In a skirmish reflecting a wider war, Oklahoma’s thriving wind power industry—which delivers a serious boost to the state’s poorest regions—is under assault by powerful oil and gas interests made nervous by surging renewables.
Fifteen years ago, the state successfully drew wind companies to the state’s poorest corners, by way of “two main incentives—a five-year exemption for local property taxes and a tax credit for zero-emissions electricity generation,” the Houston Chronicle reports. Today, “the wind industry is the largest taxpayer in 14 Oklahoma counties, most of them rural, and generates about 9,000 direct and indirect jobs in the state.”
Until two years ago, the turbines co-existed with Oklahoma’s vast number of oil and gas wells.
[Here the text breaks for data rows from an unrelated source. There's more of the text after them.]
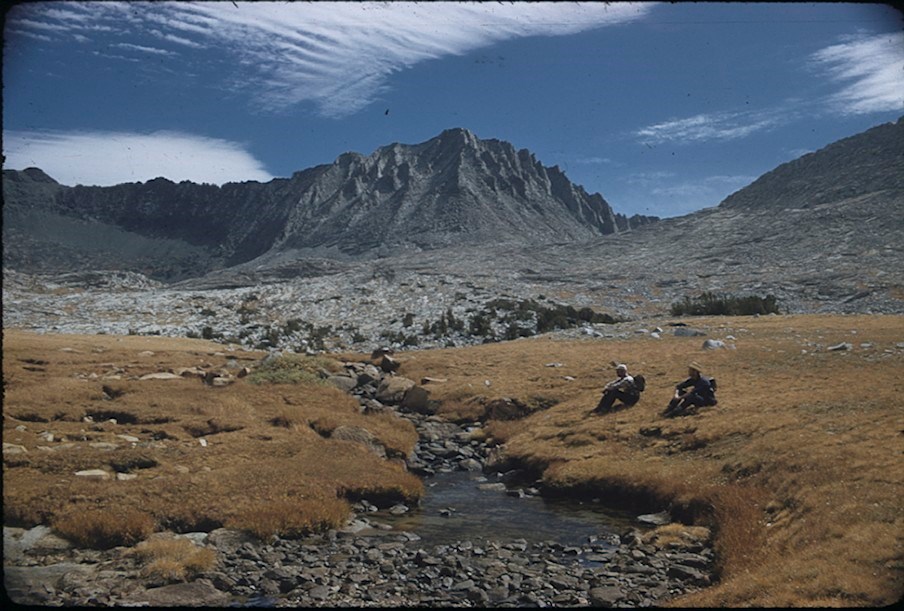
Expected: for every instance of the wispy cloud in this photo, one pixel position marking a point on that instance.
(871, 69)
(667, 194)
(336, 55)
(706, 189)
(109, 158)
(144, 49)
(594, 160)
(705, 127)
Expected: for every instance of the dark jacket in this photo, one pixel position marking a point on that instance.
(702, 387)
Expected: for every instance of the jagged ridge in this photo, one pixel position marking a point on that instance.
(452, 189)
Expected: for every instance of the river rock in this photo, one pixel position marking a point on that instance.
(417, 399)
(688, 332)
(606, 596)
(392, 390)
(343, 383)
(160, 375)
(359, 435)
(98, 474)
(714, 344)
(201, 593)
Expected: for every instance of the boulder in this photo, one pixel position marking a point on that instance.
(389, 364)
(343, 383)
(713, 344)
(98, 474)
(199, 593)
(392, 390)
(606, 596)
(359, 435)
(506, 409)
(417, 399)
(688, 332)
(160, 375)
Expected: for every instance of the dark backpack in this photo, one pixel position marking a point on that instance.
(640, 383)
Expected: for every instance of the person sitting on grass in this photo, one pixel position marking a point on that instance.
(620, 389)
(701, 393)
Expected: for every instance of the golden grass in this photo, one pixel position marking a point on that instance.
(797, 474)
(204, 457)
(104, 528)
(798, 471)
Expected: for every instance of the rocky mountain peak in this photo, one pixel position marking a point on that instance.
(453, 189)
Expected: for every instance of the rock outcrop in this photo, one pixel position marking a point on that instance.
(454, 189)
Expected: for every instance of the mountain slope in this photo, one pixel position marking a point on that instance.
(452, 189)
(862, 164)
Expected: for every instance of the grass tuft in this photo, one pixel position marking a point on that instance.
(293, 369)
(173, 560)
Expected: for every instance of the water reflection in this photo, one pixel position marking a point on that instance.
(493, 514)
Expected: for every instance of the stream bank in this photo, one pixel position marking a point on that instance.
(482, 536)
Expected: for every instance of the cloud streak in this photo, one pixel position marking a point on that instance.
(109, 158)
(337, 55)
(706, 127)
(872, 70)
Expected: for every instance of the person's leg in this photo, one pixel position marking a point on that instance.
(673, 404)
(606, 402)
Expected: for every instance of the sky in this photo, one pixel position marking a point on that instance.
(662, 108)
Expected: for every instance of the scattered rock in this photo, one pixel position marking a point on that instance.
(688, 332)
(160, 375)
(98, 474)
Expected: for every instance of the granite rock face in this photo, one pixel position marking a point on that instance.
(454, 189)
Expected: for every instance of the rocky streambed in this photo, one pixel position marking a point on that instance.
(381, 559)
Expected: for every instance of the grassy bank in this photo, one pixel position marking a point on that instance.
(799, 469)
(179, 453)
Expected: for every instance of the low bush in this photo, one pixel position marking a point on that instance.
(290, 517)
(103, 529)
(173, 560)
(293, 369)
(715, 304)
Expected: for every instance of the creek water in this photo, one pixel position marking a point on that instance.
(456, 508)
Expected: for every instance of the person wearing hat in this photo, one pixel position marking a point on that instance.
(621, 389)
(701, 392)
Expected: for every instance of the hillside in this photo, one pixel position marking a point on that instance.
(454, 189)
(800, 487)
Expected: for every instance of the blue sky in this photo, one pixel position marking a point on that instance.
(662, 108)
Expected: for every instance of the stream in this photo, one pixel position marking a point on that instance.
(465, 506)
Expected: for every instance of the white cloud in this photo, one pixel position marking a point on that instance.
(714, 126)
(109, 158)
(664, 194)
(872, 69)
(143, 49)
(336, 55)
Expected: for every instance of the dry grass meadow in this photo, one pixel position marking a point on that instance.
(798, 471)
(179, 454)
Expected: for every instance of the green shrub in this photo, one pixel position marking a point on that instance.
(293, 369)
(716, 304)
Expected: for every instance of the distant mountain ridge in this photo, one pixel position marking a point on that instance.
(864, 164)
(454, 189)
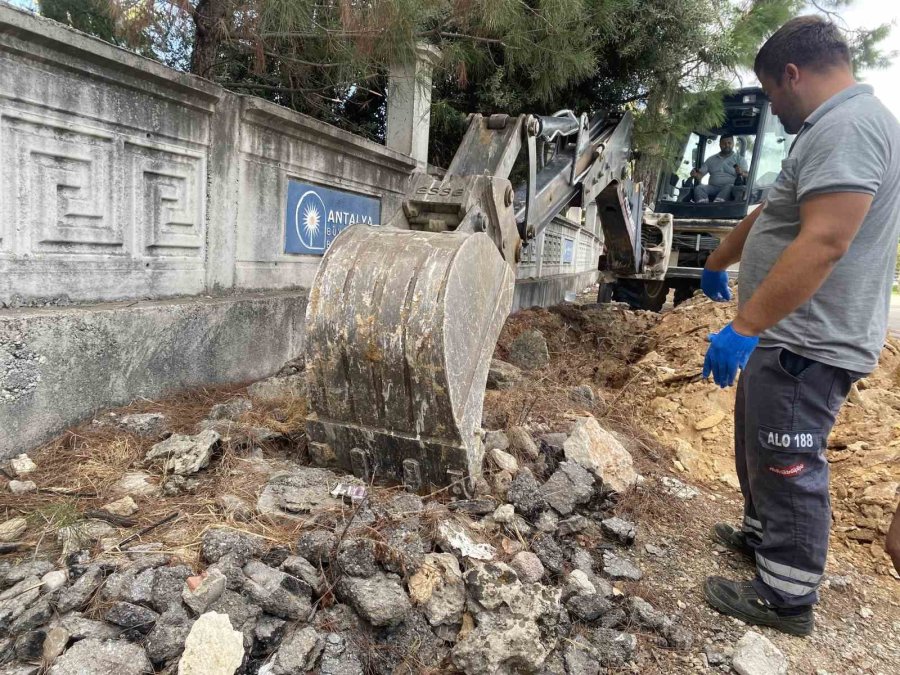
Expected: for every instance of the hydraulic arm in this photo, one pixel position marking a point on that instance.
(402, 320)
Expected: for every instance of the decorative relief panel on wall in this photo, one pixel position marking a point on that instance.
(58, 187)
(167, 193)
(74, 190)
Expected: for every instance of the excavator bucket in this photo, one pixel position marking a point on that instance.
(401, 325)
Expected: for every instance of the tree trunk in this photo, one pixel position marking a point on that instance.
(209, 21)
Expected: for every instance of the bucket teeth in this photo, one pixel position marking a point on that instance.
(401, 326)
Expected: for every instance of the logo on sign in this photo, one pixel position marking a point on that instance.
(315, 215)
(309, 219)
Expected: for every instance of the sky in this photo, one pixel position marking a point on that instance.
(870, 14)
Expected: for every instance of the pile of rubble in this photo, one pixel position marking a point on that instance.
(532, 574)
(694, 419)
(645, 368)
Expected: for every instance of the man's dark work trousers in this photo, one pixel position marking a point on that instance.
(785, 408)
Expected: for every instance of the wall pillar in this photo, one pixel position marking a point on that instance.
(409, 105)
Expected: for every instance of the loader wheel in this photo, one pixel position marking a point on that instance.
(648, 295)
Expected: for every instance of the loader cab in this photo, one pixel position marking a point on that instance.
(698, 227)
(759, 139)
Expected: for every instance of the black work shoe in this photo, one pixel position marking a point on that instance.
(739, 599)
(734, 539)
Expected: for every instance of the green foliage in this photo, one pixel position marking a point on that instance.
(94, 17)
(667, 60)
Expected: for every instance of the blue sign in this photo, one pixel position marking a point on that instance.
(568, 251)
(316, 214)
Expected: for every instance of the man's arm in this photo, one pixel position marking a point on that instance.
(828, 224)
(729, 251)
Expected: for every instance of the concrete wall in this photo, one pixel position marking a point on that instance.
(120, 178)
(126, 183)
(123, 181)
(59, 365)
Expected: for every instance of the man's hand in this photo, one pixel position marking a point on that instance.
(715, 285)
(892, 545)
(728, 351)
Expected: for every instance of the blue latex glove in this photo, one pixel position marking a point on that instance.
(728, 351)
(715, 285)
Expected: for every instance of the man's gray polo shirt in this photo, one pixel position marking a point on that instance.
(721, 169)
(851, 143)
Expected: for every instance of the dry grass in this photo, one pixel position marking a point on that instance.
(77, 470)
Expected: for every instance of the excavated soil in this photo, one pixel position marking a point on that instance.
(638, 374)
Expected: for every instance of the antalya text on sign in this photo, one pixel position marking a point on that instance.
(316, 215)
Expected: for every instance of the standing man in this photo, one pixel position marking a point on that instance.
(723, 170)
(817, 264)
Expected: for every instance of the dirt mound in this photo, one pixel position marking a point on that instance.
(694, 420)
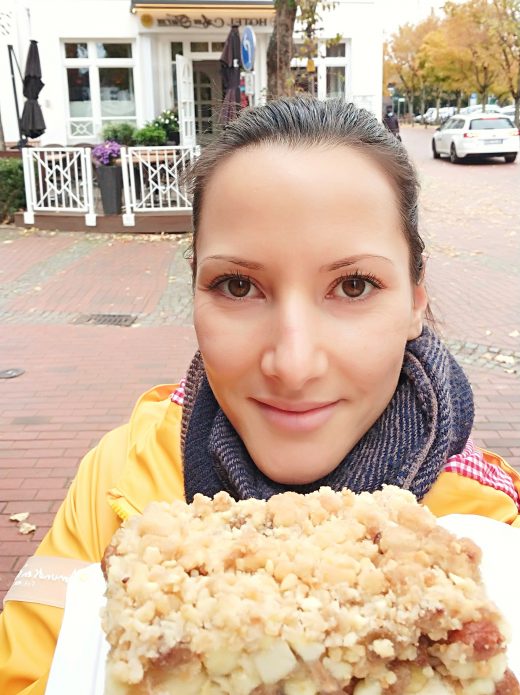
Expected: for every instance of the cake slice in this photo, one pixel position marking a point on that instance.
(329, 592)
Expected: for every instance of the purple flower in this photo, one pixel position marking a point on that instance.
(106, 153)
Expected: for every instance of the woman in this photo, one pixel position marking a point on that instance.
(315, 366)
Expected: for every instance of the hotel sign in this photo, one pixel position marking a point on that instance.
(184, 21)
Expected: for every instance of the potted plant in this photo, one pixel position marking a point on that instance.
(109, 176)
(123, 133)
(150, 135)
(169, 121)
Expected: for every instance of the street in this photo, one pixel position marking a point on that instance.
(80, 380)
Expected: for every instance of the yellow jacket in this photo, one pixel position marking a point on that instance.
(131, 466)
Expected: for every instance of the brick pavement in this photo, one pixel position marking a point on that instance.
(80, 380)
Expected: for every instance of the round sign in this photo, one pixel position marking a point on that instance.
(248, 48)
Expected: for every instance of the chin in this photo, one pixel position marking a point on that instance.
(293, 475)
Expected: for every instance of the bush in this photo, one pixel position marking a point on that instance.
(12, 188)
(168, 121)
(123, 133)
(151, 135)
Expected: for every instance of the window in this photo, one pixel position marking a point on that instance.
(76, 50)
(114, 50)
(490, 123)
(100, 83)
(335, 82)
(337, 50)
(199, 47)
(78, 80)
(176, 48)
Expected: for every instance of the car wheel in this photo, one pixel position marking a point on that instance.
(454, 159)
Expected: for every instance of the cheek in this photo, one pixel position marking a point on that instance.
(226, 342)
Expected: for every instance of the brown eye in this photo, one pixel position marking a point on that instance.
(238, 287)
(354, 287)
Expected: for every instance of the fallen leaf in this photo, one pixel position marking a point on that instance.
(505, 359)
(26, 528)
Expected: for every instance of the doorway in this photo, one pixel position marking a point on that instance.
(207, 95)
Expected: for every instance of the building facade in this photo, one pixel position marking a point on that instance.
(128, 60)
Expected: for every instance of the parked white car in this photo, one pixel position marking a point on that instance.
(477, 108)
(477, 134)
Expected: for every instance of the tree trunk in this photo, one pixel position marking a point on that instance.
(2, 138)
(423, 104)
(280, 50)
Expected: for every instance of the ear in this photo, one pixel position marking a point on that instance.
(420, 302)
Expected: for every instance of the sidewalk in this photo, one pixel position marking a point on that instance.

Neighbourliness evaporated, however, when the price of oil plunged, taking Oklahoma’s budget with it. “Nearly a quarter of Oklahoma’s revenue comes from the oil and gas industry,” the Chronicle states, “which made it particularly vulnerable to the steep plunge in crude prices between 2014 and 2016.”
Refusing to acknowledge the link between volatile oil prices and broken budgets, Oklahoman oil and gas interests led by Trump administration energy advisor Harold Hamm, CEO of one of the country’s biggest independent oil companies, launched an aggressive campaign of TV and radio ads that blamed US$116 million worth of wind energy incentives in 2016 for the budgetary shortfall.
Those efforts have paid off. In early February, the paper notes, “lawmakers proposed legislation that would cap the cumulative amount of tax credits that all existing wind farms can claim each year to no more than $18 million,” vastly less than the $74 million they claimed in 2016.
That a plan to impose further taxes on wind energy failed to secure the majority needed to pass in the state legislature a few weeks ago is hardly an end to hostilities. Wind energy advocates anticipate further efforts “to impose new taxes on wind power and moves to cut incentives already awarded to projects in years past.” They have already lost the battle to implement state net metering laws “which would make solar energy more attractive by allowing owners of rooftop systems to sell excess power into the grid,” writes Chronicle reporter Ryan Handy.
The action in Oklahoma, said Karl Rabago, executive director of New York’s Pace University Energy and Climate Center in New York, is part of a larger war on renewable energy that is ramping up “as wind and solar increase market share” and Trump energy policy “seeks to promote oil, natural gas and coal”. Arizona killed net metering in 2016, and in Ohio, “lawmakers are considering rolling back renewable energy standards, which require utilities to buy a share of their power from wind, solar, and other renewable sources.”
Back in Oklahoma, the state’s willingness to throw its wind turbines under the Big Oil bus doesn’t seem to be helping it balance the books. As of February, “Oklahoma was running two concurrent legislative sessions to fill a $600-million hole in the current budget,” the Chronicle reports, plus another $878 million gap for its next fiscal year, which begins July 1.
Should legislators continue to undermine the wind industry, it may ultimately be the state’s 14 poorest counties that are left out in the cold. Portugal’s EDP Renewables, which has its North American headquarters in Houston, told the Chronicle that “the elimination of the state tax credits and the prospect of other policy changes has led it to cancel projects in Oklahoma.”
“We are a multinational company, the fourth largest renewable energy company in the world,” said Director of Government Affairs Vanessa Tutos. “We can go elsewhere.”